Fans at the game are anxious to see the visitors lose,
Though the leading player rolls on the ground and rubs a swelling bruise.
Mom and Dad watch a crime in progress on the local news;
A hateful man in an interview hurts with the words he spews.
Three competing suitors are hoping the beauty will choose
Against a backdrop of music and hearts of pink in varying hues.
The tenants default on their rent with excuses by ones and by twos,
And complain of the neighbor who stinks up the hall with the garbage that he strews.
Eli propounds on Kate’s erroneous definition of clerihews;
In order to get her to see the light, he gives her a book to peruse.

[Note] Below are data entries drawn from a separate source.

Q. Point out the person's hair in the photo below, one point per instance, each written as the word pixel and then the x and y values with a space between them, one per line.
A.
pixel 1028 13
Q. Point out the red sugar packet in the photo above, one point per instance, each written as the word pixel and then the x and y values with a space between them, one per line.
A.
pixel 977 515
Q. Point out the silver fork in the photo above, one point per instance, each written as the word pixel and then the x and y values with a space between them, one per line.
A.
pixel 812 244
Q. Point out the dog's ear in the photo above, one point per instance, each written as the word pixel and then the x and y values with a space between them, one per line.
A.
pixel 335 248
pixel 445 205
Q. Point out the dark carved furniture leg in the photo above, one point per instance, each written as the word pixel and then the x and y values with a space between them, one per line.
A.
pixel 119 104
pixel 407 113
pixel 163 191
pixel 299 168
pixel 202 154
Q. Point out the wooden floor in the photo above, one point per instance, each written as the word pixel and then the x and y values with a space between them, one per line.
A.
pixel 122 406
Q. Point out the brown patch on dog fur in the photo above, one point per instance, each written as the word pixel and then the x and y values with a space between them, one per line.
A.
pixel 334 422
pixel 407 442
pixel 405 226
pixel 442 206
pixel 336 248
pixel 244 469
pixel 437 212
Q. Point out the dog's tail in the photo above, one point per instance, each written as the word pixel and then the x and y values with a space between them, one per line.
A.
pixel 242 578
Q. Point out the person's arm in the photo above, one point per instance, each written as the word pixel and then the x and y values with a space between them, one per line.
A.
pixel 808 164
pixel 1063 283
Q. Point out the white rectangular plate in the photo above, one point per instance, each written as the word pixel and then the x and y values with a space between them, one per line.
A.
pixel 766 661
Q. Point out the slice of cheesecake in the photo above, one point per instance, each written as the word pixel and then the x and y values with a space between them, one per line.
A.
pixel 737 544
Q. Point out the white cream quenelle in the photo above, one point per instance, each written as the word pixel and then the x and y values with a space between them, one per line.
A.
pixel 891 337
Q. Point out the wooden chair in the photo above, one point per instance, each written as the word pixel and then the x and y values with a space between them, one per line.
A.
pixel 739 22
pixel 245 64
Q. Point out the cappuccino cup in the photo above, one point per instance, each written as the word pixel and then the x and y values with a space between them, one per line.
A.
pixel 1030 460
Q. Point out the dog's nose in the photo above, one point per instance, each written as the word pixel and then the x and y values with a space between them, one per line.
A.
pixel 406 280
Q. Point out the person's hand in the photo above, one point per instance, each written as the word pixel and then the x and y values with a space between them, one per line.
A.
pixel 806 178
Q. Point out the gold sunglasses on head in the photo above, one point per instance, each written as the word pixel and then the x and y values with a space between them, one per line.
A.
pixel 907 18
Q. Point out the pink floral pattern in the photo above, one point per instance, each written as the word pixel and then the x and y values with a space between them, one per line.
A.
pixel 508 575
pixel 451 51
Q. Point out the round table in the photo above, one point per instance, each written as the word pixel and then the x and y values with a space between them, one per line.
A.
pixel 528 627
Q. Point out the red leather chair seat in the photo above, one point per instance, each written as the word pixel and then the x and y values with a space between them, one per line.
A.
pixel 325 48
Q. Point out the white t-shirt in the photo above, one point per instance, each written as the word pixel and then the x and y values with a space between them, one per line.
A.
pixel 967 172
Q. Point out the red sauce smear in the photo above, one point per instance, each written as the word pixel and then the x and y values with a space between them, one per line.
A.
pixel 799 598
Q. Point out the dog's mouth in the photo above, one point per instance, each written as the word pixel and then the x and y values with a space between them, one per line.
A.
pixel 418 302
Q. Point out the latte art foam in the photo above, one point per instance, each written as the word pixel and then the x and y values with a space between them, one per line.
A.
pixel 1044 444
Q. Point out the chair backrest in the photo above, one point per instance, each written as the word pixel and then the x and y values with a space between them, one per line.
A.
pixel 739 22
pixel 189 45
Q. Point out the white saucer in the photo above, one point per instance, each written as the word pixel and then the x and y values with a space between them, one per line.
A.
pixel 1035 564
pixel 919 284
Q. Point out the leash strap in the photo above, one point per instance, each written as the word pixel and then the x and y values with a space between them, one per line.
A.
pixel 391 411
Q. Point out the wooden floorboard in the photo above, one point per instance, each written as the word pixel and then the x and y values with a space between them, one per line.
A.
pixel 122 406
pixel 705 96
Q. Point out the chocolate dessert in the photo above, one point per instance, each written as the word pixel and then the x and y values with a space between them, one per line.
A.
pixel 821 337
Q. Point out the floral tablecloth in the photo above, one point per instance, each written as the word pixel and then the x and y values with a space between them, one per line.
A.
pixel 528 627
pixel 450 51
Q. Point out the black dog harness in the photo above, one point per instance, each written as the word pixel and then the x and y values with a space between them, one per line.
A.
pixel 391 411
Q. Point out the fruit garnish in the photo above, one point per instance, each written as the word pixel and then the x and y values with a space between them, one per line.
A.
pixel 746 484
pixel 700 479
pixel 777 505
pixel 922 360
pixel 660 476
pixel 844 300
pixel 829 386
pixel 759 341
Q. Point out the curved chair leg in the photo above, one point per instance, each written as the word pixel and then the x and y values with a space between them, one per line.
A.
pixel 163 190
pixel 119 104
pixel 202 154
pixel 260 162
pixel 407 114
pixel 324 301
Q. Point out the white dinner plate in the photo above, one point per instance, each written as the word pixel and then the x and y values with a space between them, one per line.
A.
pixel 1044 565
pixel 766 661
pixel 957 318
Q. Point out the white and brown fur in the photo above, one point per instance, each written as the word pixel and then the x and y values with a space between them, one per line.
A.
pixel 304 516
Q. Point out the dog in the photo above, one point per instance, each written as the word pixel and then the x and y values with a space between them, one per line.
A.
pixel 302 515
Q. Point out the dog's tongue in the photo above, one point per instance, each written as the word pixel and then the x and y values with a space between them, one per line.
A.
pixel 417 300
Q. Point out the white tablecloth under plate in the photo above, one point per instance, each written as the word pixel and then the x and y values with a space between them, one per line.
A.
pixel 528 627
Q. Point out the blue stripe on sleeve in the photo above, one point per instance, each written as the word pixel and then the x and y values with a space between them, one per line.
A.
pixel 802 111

The church falls short on worshippers who can’t sit in predestined pews,
And Masons turn out their membership for failing to pay their dues.
A husband abandons his wife in aborted attempts to amuse;
Her demeanor is drowned in pot luck casseroles, soups and stews.
A detective sifts through the ashes searching remains for clues;
He’s found an earring, a tooth and a nail, but he doesn’t know whose.
Teenagers wooing, say they aren’t smoking. They are. It’s only a ruse.
They’re thinking of eloping because her father is turning the screws.
Workers waiting for jobs are standing outside in queues,
While the hardnosed factory owner seeks alternatives to use.
Someone is at the zoo with a child his ex-wife would abuse,
And an old man who’s lost a fortune regains it by singing the Blues.